Paediatric Asthma Flashcards
Nebuliser masks require a minimum fluid volume of ____mL to operate correctly. How does this influence Salbutamol admin in paediatric asthma?
5mL.
For doses less than 1 amp of Salbutamol, dilute up to 5mL with Normal Saline.
Why should caution be used when administering Salbutamol to children?
It can cause profound lactic acidosis, and should be reserved for severely ill children.
Children of what age group should not receive Salbutamol?
<2.
When using pMDI, if a child has their own mask and spacer is this preferable to AV spacers?
Yes. Use child’s own if possible.
What are the signs associated with Mild/Moderate paediatric asthma?
Normal conscious state, some increased
work of breathing, tachycardia, speaking in phrases/
sentences.
What are the signs associated with Severe paediatric asthma?
Agitated/distressed, markedly increased work
of breathing, including accessory muscle use/retraction,
tachycardia, speaking in words.
What are the signs associated with Critical paediatric asthma?
Altered conscious state, maximal work of
breathing, marked tachycardia, unable to talk.
Why are there no specific vital signs associated with determining the severity of paediatric asthma?
Normal vital signs vary significantly within age groups.
What is the preferred route of Salbutamol admin in children with mild/moderate respiratory distress?
pMDI. If not available, nebulise salbutamol as per Severe Respiratory Distress.

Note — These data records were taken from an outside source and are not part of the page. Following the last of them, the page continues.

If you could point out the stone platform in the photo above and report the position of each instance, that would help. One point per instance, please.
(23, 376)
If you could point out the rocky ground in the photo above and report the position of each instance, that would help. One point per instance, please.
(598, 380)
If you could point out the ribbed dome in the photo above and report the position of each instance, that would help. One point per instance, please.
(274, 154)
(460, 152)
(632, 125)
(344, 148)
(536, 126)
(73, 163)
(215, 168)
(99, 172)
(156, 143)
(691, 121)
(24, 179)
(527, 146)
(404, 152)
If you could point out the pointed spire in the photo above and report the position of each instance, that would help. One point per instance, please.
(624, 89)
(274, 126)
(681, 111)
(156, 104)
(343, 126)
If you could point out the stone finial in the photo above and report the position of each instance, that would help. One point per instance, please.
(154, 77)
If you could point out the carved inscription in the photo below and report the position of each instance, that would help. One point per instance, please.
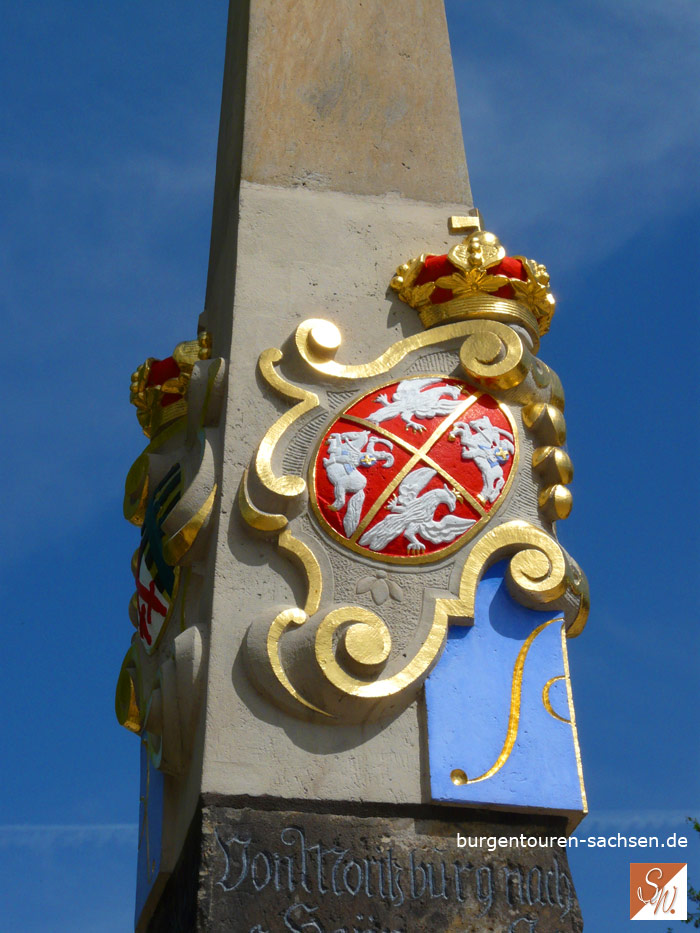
(302, 880)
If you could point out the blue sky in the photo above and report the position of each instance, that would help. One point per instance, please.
(580, 123)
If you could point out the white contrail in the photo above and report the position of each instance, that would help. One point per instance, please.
(38, 835)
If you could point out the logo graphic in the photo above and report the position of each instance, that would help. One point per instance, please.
(658, 891)
(409, 474)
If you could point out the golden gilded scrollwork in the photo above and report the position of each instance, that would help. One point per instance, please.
(347, 648)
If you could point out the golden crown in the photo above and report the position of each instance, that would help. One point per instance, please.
(159, 387)
(477, 279)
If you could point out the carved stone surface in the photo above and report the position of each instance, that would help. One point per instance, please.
(277, 871)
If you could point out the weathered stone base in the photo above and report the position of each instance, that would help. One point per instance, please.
(251, 870)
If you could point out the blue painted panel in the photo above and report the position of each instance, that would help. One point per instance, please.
(150, 829)
(473, 701)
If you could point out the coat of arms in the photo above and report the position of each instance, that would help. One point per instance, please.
(406, 474)
(394, 484)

What is the management for Mild/Moderate paediatric asthma?
Salbutamol pMDI via spacer:
≥6 = 4 to 12 doses
2 - 5 = 2 to 6 doses
4 breaths per dose, can be repeated after 20mins
If no significant response after 20mins, Rx as Severe.
If adequate response, Tx, monitor and rpt Salbutamol as required.

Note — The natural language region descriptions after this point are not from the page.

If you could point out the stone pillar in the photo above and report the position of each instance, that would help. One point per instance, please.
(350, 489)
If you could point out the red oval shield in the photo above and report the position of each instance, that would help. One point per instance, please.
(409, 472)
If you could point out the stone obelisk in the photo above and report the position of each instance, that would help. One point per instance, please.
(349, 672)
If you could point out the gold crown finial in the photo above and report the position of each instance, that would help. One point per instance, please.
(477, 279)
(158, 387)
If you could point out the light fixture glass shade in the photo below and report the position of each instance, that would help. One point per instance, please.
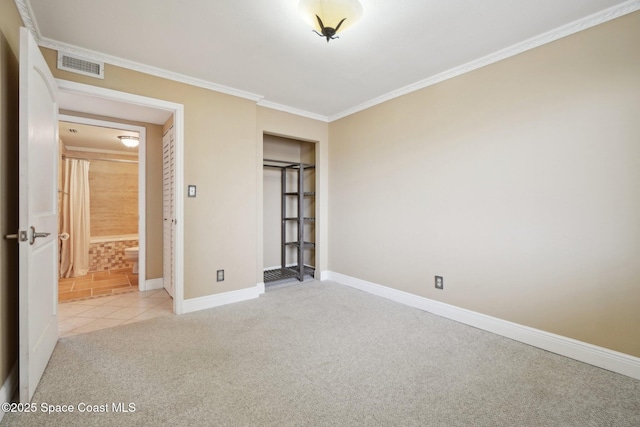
(331, 12)
(129, 141)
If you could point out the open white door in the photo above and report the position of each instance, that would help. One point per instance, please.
(38, 217)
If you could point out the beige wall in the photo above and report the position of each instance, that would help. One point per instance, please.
(153, 189)
(9, 54)
(517, 182)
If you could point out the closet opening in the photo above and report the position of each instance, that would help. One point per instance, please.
(289, 189)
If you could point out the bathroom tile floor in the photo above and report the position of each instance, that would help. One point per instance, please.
(77, 317)
(96, 283)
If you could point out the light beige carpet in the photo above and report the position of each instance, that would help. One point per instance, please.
(322, 354)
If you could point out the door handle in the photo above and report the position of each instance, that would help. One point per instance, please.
(22, 236)
(35, 235)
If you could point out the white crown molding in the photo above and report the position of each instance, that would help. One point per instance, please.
(147, 69)
(101, 151)
(588, 353)
(26, 13)
(548, 37)
(582, 24)
(291, 110)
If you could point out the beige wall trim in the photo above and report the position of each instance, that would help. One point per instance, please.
(9, 387)
(548, 37)
(574, 349)
(152, 284)
(295, 111)
(224, 298)
(29, 22)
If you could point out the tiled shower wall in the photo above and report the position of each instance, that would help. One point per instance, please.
(109, 255)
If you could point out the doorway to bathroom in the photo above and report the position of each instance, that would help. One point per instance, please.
(101, 199)
(91, 101)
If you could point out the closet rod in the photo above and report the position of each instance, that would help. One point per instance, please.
(101, 160)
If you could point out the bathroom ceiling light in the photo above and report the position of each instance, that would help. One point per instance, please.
(327, 17)
(129, 141)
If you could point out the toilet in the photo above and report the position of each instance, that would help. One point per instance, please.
(131, 254)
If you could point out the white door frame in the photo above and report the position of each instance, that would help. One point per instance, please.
(142, 196)
(178, 122)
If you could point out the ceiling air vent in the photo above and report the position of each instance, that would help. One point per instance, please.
(77, 64)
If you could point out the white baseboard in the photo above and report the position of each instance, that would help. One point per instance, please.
(588, 353)
(152, 284)
(9, 387)
(216, 300)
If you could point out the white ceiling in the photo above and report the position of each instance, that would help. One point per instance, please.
(264, 49)
(94, 138)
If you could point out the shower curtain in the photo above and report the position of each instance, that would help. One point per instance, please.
(74, 252)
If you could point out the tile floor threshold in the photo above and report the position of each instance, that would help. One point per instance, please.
(97, 283)
(87, 315)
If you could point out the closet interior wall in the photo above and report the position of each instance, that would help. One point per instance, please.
(288, 152)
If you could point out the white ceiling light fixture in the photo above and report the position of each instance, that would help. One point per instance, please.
(129, 141)
(328, 17)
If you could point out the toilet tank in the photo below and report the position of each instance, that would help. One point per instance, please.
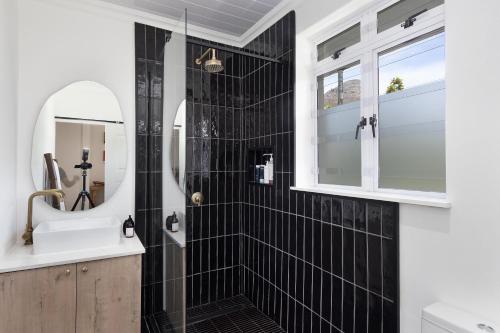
(443, 318)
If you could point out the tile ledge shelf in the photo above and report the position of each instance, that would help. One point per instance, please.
(392, 197)
(178, 236)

What is the management for Severe paediatric asthma?
Nebulised Salbutamol
Sml children = 2.5mg
Med children = 2.5 - 5mg
- Rpt at 20min intervals if required
Ipratropium bromide 250mcg all ages
What is the management for Critical paediatric asthma?

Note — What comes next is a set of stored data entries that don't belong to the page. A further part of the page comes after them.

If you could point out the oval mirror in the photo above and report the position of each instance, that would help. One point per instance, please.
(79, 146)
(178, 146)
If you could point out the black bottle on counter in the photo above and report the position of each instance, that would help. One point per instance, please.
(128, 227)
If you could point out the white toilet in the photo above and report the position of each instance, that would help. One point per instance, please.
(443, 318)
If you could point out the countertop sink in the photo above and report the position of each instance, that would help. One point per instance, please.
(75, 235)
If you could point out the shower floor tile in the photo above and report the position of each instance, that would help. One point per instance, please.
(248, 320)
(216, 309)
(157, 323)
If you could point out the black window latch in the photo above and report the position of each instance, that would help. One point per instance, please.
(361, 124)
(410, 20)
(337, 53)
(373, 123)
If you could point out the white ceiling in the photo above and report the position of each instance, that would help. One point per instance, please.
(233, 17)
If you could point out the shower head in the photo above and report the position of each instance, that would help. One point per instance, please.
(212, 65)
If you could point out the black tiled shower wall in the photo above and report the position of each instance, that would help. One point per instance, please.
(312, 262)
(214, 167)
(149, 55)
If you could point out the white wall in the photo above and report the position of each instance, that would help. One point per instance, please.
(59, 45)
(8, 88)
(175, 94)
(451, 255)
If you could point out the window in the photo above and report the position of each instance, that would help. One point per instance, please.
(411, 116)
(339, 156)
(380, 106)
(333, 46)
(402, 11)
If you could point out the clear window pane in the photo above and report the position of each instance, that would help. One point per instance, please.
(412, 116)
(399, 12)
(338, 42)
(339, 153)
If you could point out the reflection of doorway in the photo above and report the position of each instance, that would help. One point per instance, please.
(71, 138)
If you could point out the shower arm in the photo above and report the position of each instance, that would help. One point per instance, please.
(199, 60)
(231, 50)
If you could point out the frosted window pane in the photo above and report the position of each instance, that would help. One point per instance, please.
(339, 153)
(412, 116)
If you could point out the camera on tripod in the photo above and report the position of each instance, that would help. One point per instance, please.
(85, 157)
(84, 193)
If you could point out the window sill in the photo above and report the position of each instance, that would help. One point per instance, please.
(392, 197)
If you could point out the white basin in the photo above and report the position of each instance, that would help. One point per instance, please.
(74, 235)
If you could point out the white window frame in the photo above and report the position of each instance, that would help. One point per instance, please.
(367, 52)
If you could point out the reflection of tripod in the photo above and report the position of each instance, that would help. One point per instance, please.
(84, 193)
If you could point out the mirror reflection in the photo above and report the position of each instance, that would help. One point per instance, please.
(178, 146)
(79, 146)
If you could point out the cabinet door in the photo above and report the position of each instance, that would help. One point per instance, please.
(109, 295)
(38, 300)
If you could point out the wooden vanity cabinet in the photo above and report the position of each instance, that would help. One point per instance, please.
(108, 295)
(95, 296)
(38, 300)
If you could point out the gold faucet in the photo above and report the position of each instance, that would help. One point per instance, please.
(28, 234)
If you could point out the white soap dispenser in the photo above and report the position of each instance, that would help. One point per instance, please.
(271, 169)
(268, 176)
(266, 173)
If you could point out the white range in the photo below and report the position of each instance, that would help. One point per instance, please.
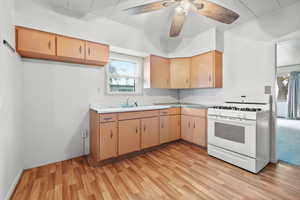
(240, 134)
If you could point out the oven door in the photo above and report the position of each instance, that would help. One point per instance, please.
(233, 134)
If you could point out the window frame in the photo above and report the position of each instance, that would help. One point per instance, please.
(126, 58)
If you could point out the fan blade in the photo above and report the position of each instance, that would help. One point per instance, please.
(177, 24)
(215, 11)
(149, 7)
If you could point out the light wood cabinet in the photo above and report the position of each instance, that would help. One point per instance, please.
(186, 128)
(150, 132)
(129, 136)
(96, 54)
(194, 126)
(157, 72)
(200, 71)
(174, 133)
(164, 129)
(70, 49)
(199, 131)
(180, 72)
(108, 140)
(206, 70)
(35, 44)
(32, 43)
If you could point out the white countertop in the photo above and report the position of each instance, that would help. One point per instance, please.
(102, 109)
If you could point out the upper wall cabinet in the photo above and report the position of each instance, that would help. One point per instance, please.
(180, 72)
(201, 71)
(157, 72)
(70, 49)
(41, 45)
(35, 44)
(206, 70)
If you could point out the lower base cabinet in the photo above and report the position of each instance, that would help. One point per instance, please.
(150, 132)
(108, 140)
(194, 126)
(164, 129)
(129, 136)
(175, 124)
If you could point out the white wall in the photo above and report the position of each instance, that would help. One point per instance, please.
(57, 95)
(11, 131)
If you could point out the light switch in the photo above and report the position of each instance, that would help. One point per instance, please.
(268, 89)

1. Nebulised Salbutamol All ages = 10mg - Rpt 5mg at 5 minute intervals 2. Ipratropium Bromide 250mcg 3. IM Adrenaline 10mcg/kg - Rpt 5-10mins, max 30mcg/kg (3 doses) 4. Dexamethasone 600mcg/kg oral, max. 12mg
What is the target ventilation pressure for paediatric patients?
Enough pressure to see visible chest rise and fall.
If the paediatric pt becomes unconscious with poor/no ventilation but still has cardiac output, what is the Mx?
Ventilate at:
Small child = 12 to 15 v/m
Medium child = 10 to 14 v/m
- aim for visible rise and fall of the chest
- use moderately high respiratory pressures
- allow for a prolonged expiratory phase
- apply gentle lateral pressure during expiration
If the paediatric pt does not respond to Mx for “unconscious with poor/no ventilation but still has cardiac output” what is the Mx?
Rx as per Critical Asthma (Adrenaline) and monitor for loss of cardiac output.